Hello! I am currently working on logistic regressions (within the EdSurvey package) and before doing so would like to check that all requirements are given. To check for Linearity between the predictors I would like to use the Box-Tidwell-Approach, though I am not sure whether to use the variables directly or their log (as suggested by the texts I have read about this). I am also not sure what exactly is meant by log or how to easily calculate it, if I do need it.

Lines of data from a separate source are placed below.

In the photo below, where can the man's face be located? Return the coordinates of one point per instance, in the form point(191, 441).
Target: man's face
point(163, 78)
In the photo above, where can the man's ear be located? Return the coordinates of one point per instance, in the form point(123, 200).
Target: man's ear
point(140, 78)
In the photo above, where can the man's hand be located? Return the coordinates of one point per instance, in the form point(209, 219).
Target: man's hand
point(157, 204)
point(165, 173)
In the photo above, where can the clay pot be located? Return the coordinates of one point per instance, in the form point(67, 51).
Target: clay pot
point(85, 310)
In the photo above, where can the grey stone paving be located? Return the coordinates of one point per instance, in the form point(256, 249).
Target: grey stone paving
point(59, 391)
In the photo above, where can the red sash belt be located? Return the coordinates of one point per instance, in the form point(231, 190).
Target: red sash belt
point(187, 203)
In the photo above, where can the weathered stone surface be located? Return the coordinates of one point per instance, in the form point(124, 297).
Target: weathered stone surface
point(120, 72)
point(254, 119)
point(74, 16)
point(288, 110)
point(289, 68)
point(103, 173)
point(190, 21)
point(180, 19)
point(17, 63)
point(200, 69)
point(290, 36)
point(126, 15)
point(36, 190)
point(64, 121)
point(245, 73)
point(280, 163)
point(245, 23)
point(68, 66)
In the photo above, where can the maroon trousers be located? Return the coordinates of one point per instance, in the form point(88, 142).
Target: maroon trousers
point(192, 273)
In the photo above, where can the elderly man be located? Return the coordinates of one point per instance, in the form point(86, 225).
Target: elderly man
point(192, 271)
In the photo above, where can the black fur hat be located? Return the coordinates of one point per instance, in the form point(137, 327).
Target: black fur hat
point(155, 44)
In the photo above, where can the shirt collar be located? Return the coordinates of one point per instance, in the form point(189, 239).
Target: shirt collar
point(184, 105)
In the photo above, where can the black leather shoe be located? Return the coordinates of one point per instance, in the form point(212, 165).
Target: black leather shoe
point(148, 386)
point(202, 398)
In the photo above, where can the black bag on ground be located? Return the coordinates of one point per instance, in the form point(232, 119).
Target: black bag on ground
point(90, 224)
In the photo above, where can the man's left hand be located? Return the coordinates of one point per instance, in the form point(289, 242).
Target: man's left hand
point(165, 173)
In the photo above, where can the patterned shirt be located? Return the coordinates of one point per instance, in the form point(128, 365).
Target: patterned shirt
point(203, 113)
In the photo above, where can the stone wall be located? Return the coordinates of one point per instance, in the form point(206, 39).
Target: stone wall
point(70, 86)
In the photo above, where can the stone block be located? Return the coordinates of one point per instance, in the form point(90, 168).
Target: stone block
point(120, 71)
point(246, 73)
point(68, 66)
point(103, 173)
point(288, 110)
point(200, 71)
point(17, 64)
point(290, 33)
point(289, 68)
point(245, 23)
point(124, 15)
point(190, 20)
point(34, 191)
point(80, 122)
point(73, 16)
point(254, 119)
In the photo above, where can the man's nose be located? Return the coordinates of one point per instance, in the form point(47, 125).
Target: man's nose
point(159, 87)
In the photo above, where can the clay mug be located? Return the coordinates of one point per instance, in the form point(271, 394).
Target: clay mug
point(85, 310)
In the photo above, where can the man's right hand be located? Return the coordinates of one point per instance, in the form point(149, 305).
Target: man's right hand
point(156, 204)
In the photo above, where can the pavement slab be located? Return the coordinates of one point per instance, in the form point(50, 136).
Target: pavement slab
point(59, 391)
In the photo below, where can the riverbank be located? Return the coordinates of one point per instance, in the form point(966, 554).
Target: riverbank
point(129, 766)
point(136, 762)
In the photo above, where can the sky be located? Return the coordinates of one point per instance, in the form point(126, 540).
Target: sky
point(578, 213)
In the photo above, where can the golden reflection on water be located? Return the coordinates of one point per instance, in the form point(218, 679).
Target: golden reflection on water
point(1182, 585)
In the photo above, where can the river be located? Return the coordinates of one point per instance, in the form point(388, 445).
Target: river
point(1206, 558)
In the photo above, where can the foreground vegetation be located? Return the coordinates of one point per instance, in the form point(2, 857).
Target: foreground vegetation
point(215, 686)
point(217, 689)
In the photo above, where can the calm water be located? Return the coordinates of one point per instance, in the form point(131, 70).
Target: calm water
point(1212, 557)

When trying following code, I receive errors such as that I cannot use this with factor variables and variables of different length. Since I would have to do this many times for different data, I am looking for a solution with minimum workload to check for Linearity.
> # b) Check for Linearity > # via Box-Tidwell approach: > > data_omitNAs <- data[complete.cases(data),] > > boxTidwell(LitLevel ~ ageg10lfs + gender_r + nativelang + readytolearn_wle_ca + pared + edlevel3 + j_q02a + j_q03a, > data=data, > subset(data, (ageg10lfs >=1 & ageg10lfs <=5) & (gender_r ==1 | gender_r == 2) & nativelang ==1 & (readytolearn_wle_ca >=1 & readytolearn_wle_ca <=5) & (pared >=1 & pared <=3) & (edlevel3 >=1 & edlevel3 <=3) & (j_q02a ==1 | j_q02a ==2) & (j_q03a ==1 | j_q03a ==2)), > na.action=na.omit, > verbose=FALSE, > tol=0.001, > max.iter=25) > > # alternative: visual check (what/how?)